Inoltre, se vogliamo immaginare di proporre anche un’evoluzione verso migliori livelli di sostenibilità delle attività agricole a livello aziendale (meno inquinanti, meno costose, più resiliente, con prodotti di maggior qualità, ecc), appare a mio avviso indispensabile (il prof. Pagliai lo fa spesso dalle pagine di “Georgofili INFO”) ribadire anche come e quanto le scelte dell’agricoltore (colture, avvicendamenti, lavorazioni, ecc) siano di primaria e capitale importanza anche per la conservazione del terreno agrario e del suo livello di fertilità (anche per le generazioni future).
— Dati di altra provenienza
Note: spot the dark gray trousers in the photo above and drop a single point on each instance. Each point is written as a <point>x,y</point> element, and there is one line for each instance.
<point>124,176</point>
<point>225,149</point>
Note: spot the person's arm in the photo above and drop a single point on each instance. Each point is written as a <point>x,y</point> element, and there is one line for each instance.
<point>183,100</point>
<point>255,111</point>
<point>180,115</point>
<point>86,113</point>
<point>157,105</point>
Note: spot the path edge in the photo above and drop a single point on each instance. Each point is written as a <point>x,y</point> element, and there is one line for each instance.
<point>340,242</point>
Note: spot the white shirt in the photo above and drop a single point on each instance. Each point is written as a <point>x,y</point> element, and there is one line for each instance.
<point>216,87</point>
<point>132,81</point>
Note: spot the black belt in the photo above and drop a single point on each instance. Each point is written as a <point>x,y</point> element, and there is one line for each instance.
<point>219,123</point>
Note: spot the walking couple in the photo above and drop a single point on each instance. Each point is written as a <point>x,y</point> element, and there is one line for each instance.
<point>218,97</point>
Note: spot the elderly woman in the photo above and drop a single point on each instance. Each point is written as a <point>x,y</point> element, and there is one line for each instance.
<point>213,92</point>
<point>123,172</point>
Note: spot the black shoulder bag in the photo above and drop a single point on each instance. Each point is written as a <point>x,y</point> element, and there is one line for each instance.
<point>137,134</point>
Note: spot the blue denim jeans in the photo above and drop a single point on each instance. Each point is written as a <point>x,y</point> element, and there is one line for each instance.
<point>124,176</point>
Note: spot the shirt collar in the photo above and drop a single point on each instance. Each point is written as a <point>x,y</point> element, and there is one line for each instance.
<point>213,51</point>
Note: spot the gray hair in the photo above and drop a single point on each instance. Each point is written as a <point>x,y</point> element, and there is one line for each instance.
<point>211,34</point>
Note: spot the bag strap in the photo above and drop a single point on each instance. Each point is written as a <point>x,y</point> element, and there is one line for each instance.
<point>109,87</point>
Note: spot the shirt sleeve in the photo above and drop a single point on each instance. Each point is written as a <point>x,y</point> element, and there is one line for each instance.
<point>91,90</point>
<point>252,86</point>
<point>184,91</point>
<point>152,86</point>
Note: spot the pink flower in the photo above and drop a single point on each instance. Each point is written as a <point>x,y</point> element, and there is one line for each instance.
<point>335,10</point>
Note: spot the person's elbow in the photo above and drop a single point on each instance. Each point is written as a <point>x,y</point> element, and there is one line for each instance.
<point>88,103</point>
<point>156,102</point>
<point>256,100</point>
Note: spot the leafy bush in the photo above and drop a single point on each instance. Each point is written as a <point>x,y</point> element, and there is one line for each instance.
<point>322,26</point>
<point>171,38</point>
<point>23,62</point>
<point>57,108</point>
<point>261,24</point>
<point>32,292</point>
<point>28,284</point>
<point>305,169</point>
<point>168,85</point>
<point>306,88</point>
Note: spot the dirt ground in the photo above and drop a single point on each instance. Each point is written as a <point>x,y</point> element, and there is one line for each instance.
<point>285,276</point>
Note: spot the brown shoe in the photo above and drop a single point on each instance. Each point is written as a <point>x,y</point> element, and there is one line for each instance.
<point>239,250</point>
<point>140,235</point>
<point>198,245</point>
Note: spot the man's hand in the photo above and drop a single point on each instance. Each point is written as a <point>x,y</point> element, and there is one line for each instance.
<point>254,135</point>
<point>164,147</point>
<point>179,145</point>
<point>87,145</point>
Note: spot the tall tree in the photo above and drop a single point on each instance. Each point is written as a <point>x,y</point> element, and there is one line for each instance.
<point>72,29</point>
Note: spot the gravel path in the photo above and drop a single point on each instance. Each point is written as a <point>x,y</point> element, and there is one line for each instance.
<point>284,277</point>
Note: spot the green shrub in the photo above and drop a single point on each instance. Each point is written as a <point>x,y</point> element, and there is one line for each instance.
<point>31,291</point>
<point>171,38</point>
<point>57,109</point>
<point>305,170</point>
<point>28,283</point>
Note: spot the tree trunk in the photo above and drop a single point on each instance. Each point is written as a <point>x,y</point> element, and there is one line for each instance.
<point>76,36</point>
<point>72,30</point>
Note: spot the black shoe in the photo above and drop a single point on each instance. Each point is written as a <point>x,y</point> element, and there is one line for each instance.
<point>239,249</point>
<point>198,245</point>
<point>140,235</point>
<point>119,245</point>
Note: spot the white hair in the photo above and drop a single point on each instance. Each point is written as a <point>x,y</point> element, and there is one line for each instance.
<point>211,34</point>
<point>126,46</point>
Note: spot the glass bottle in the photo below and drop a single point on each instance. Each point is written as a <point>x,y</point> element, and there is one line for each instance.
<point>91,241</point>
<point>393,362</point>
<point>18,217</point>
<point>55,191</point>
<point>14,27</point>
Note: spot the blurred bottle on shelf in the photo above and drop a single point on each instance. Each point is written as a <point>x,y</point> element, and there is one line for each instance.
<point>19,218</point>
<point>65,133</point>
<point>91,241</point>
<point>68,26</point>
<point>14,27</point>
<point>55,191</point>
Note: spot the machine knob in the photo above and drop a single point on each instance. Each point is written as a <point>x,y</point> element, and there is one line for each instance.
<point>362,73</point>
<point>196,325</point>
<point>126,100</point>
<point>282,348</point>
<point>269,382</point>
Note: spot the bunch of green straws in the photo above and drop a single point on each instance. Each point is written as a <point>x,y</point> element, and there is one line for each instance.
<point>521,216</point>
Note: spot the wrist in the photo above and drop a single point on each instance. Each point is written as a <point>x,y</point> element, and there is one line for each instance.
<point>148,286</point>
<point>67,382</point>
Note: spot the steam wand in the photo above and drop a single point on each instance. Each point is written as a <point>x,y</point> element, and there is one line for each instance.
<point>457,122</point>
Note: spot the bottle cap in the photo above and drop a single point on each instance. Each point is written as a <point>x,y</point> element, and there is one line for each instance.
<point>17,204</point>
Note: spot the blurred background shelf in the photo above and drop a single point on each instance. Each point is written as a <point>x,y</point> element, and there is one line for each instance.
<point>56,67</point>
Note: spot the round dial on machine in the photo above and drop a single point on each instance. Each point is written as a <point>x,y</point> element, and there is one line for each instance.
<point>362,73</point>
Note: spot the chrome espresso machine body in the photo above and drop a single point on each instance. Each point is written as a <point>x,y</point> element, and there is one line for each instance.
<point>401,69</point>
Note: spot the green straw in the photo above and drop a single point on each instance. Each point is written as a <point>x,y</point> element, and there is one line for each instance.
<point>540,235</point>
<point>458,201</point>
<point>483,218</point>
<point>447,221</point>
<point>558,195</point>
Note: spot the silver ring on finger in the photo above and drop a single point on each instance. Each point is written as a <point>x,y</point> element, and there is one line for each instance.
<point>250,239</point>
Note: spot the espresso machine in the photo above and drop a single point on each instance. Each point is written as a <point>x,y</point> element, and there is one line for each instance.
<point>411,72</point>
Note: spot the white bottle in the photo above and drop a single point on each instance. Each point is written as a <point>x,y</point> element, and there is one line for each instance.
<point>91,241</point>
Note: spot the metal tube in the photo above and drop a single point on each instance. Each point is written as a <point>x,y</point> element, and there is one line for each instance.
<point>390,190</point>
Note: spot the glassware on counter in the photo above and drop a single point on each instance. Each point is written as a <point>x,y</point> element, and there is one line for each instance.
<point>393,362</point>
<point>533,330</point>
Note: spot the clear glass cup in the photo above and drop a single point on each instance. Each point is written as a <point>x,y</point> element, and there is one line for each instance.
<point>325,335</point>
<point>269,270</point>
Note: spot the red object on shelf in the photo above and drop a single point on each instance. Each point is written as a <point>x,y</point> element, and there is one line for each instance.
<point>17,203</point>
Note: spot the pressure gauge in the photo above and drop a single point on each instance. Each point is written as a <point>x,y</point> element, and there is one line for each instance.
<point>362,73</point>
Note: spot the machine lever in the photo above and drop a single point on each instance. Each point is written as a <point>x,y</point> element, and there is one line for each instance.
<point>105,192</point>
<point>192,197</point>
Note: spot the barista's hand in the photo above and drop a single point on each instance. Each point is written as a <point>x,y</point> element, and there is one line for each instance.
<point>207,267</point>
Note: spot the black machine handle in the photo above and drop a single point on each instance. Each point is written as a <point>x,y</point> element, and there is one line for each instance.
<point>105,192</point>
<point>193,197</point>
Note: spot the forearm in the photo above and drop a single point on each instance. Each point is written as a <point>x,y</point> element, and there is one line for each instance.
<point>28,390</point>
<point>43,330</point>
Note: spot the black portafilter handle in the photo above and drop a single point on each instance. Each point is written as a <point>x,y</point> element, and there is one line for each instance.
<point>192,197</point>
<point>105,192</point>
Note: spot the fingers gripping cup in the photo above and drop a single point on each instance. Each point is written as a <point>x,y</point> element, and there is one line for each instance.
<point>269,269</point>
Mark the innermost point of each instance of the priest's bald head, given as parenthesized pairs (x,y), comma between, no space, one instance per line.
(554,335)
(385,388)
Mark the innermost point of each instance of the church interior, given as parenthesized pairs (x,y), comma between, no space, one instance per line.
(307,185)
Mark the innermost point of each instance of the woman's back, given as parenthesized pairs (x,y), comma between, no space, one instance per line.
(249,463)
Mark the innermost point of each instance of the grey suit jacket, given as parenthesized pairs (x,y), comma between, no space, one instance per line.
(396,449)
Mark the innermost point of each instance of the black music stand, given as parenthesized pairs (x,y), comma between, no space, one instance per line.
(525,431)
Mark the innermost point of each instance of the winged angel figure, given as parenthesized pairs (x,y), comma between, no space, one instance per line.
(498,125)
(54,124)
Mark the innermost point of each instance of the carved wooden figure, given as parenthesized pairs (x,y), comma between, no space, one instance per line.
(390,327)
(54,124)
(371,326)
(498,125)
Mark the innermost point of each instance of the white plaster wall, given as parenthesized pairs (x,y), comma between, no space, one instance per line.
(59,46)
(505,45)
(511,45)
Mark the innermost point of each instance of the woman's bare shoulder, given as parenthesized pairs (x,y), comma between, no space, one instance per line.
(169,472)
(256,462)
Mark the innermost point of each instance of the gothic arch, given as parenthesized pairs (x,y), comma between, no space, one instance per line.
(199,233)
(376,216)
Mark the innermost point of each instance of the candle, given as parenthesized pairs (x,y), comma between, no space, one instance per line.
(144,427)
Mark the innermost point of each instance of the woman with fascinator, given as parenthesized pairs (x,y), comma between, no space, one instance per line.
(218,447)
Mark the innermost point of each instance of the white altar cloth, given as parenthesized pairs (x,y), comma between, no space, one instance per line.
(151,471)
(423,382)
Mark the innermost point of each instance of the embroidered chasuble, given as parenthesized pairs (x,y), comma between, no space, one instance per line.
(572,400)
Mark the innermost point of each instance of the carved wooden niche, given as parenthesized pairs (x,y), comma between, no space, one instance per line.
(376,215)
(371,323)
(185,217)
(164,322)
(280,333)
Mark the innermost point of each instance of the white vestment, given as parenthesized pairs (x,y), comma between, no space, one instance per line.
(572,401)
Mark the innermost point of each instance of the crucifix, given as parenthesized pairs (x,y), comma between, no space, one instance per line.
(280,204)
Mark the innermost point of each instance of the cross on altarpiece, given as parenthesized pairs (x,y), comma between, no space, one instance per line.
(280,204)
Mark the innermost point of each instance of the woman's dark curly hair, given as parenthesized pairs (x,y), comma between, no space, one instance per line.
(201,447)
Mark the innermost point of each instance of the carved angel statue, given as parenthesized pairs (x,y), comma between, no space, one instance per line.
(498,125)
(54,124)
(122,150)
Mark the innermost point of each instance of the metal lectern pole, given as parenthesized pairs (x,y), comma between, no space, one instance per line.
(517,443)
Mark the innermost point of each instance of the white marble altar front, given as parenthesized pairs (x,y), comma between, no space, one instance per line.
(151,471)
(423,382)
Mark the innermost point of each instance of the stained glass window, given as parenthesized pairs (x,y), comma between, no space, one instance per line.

Al riguardo, semplificando al massimo, voglio anche io ricordare che in qualunque tipologia di terreno agrario (più o meno sciolto o più o meno argilloso) e per qualunque sistema colturale, la conservazione di un adeguato livello di fertilità dipende soprattutto dalla nostra capacità di conservare nello stesso una sufficiente quantità di sostanza organica (humus); e ciò insieme alla possibilità di contenere adeguatamente l’erosione e limitare al massimo il compattamento del suolo.
Tutto ciò premesso e richiamato, è a mio avviso evidente che il mondo agricolo (tutto) dovrà servirsi - e dovrà farlo “fin da subito” – di tutto il patrimonio di cultura, scienza, innovazione, capacità di progettazione, ecc, già in essere nel nostro mondo della ricerca, nell’università e nelle scuole, per realizzare un tempestivo salto di qualità nella capacità di progettazione dei modelli di agricoltura sostenibile più adatti alle differenti realtà agro-ambientali. Ed è allora a mio avviso evidente che un'alleanza strutturata fra le Università e le Scuole con il sistema produttivo in essere nelle diverse filiere agro-alimentari potrebbe assicurare innegabili vantaggi reciproci, da un lato per il possibile prezioso trasferimento dell’innovazione e, dall’altro, per un più giusto equilibrio tra teoria e prassi nella preparazione dei futuri professionisti.